1. From an existing rule on the Rules tab, click Actions, then click Edit.
  The Rule Workbench page opens with the preferences of your existing rule.
2. Click Add Rule in the upper right corner to create a new rule.
  The Rule Workbench page opens.
Select a rule type from the Type dropdown menu.

Option	Description
User Input	User Input rules are custom SQL statements that can be either short or long form, depending on the complexity.
Simple Rule (SQLG)	Simple rules are SQL statements that use just the condition and primary column name. For example, `AMOUNT > 100` Simple Rules use Spark SQL syntax.
Freeform SQL (SQLF)	Freeform rules are complete SQL statements that are commonly used when more complex SQL rules are necessary. Freeform Rules can include multiple conditions, table joins, common table expressions (CTEs), and window statements, among other operations. Freeform Rules use Spark SQL syntax.
Native SQL	Native rules use SQL statements with functions or expressions that may be specific to the underlying connection or database (Database SQL). For example, a Native SQL rule written on a dataset whose data resides in Snowflake uses the SQL query syntax native to Snowflake. Remote files are not eligible for Native SQL rules. Note All Pushdown rules use the SQL dialect native to the specific database of your source data. Because all Pushdown rules technically use Native (Database) SQL, the Native SQL option is not available for Pushdown jobs on the Rule Workbench. To check whether a rule conforms to the SQL dialect of the source database, click Validate after you write your query.
Data Type	Data Type rules check for nulls, empty values, or specific data types.
Empty Check	Checks whether the target column has empty values or not.
Null Check	Checks whether the target column has NULL values or not.
Date Check	Checks whether the target column has only DATE values or not.
Int Check	Checks whether the target column has only integer values or not.
Double Check	Checks whether the target column has only DOUBLE values or not.
String Check	Checks whether the target column has only STRING values or not.
Mixed Type Check	Checks the dataType of the field. Note Mixed datatype rules are not supported in Pushdown.
Data Class	See the Data Class page for a list of out-of-the-box Data Class rules.
Template	See the Template page for a list of out-of-the-box Template rules.

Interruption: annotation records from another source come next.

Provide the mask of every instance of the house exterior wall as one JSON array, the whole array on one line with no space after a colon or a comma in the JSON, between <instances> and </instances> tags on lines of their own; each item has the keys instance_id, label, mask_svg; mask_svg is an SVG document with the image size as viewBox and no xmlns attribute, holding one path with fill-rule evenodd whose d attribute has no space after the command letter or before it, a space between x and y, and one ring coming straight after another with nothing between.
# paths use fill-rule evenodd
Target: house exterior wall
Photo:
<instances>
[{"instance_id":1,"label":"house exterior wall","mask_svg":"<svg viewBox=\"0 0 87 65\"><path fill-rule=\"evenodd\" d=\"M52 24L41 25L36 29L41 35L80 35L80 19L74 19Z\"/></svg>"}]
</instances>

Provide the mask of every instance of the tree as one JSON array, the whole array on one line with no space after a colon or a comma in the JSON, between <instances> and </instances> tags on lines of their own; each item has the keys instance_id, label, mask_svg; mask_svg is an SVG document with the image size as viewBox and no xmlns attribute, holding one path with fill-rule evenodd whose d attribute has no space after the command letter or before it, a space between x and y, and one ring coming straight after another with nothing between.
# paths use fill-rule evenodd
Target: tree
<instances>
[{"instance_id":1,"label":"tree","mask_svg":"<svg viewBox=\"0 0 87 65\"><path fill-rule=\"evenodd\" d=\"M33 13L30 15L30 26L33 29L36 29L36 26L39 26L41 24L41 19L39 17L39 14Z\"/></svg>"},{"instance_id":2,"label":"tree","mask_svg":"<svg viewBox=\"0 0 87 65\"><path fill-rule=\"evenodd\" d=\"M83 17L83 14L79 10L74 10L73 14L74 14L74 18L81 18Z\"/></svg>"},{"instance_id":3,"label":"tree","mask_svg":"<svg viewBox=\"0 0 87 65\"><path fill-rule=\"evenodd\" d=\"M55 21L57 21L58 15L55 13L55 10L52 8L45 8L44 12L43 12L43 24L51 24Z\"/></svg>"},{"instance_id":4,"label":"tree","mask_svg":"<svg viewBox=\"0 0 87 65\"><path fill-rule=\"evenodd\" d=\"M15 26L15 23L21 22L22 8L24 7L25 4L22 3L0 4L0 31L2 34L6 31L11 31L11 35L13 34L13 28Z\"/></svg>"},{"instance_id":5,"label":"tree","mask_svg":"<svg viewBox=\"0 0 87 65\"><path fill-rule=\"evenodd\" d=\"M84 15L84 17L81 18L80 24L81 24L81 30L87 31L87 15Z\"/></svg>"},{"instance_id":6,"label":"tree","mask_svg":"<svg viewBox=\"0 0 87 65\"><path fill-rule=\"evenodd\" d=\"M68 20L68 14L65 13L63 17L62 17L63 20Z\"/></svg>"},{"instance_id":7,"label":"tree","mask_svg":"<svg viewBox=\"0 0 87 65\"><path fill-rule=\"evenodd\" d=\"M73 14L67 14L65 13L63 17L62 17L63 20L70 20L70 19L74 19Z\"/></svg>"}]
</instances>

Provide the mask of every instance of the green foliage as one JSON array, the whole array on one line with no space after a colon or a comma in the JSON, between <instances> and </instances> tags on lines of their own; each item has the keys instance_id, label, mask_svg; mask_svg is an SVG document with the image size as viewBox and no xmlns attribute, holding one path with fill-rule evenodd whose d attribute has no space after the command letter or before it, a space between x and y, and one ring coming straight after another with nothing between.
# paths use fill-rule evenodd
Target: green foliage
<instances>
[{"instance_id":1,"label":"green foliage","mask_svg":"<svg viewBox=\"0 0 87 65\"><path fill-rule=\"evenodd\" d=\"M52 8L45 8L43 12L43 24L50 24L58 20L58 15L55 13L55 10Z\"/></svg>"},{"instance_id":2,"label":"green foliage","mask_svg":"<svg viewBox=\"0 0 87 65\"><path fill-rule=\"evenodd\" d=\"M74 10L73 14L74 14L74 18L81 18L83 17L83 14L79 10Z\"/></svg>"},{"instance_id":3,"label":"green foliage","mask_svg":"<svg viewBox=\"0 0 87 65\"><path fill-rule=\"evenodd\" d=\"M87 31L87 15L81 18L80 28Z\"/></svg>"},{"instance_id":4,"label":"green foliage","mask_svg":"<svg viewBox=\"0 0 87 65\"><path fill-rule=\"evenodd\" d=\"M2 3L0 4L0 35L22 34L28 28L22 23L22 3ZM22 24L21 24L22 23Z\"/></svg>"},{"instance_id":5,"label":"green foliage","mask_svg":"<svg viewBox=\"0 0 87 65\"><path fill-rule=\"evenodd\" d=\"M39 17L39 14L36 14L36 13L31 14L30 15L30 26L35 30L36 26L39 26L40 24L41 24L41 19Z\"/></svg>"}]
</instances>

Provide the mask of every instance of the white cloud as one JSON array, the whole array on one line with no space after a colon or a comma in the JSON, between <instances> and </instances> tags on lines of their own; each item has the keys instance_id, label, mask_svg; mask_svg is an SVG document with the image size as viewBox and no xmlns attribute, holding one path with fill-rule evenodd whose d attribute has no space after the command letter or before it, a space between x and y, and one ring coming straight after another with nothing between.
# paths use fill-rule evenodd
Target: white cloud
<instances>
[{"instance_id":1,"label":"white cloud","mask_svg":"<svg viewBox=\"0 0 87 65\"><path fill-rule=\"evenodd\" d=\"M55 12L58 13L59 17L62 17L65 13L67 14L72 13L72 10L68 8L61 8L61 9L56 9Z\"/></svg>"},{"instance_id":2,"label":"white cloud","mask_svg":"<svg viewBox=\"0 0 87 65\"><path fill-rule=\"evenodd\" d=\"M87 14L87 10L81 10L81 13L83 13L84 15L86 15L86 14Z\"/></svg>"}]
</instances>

Enter a name for your rule in the Rule Name input field.

Important Rule names cannot contain spaces.

Select a primary column from the Primary Col dropdown menu.

Note A primary column is required only when the MANDATORY_PRIMARY_RULE_COLUMN application configuration setting is set to TRUE or if you use a Data Type, Data Class, or Template rule.

Optionally click to add a secondary dataset.
1. Enter the name of your secondary dataset in the search bar when the Add Secondary Dataset dialog appears, then click Add Secondary Dataset.
Write your SQL query. When you select the Freeform rule type, as shown in the GIF below, the Workbench pre-populates the beginning of the query for you. For example, SELECT * FROM @<dataset name>. As you type, the Workbench provides a suggested options with common SQL operators and column names relative to your primary and secondary datasets.

Tip

If your SQL query contains columns with special characters, you need to escape them with backticks ` ` to ensure the rule runs successfully. For example, `col_à` IS NOT NULL and SELECT * FROM example_table where `col_à` is not null. This is due to a Spark limitation which causes a syntax parsing error when the DQ Job runs.
For a complete list of Spark SQL operators and functions available for use on SQLG and SQLF rule types, see the official Spark documentation.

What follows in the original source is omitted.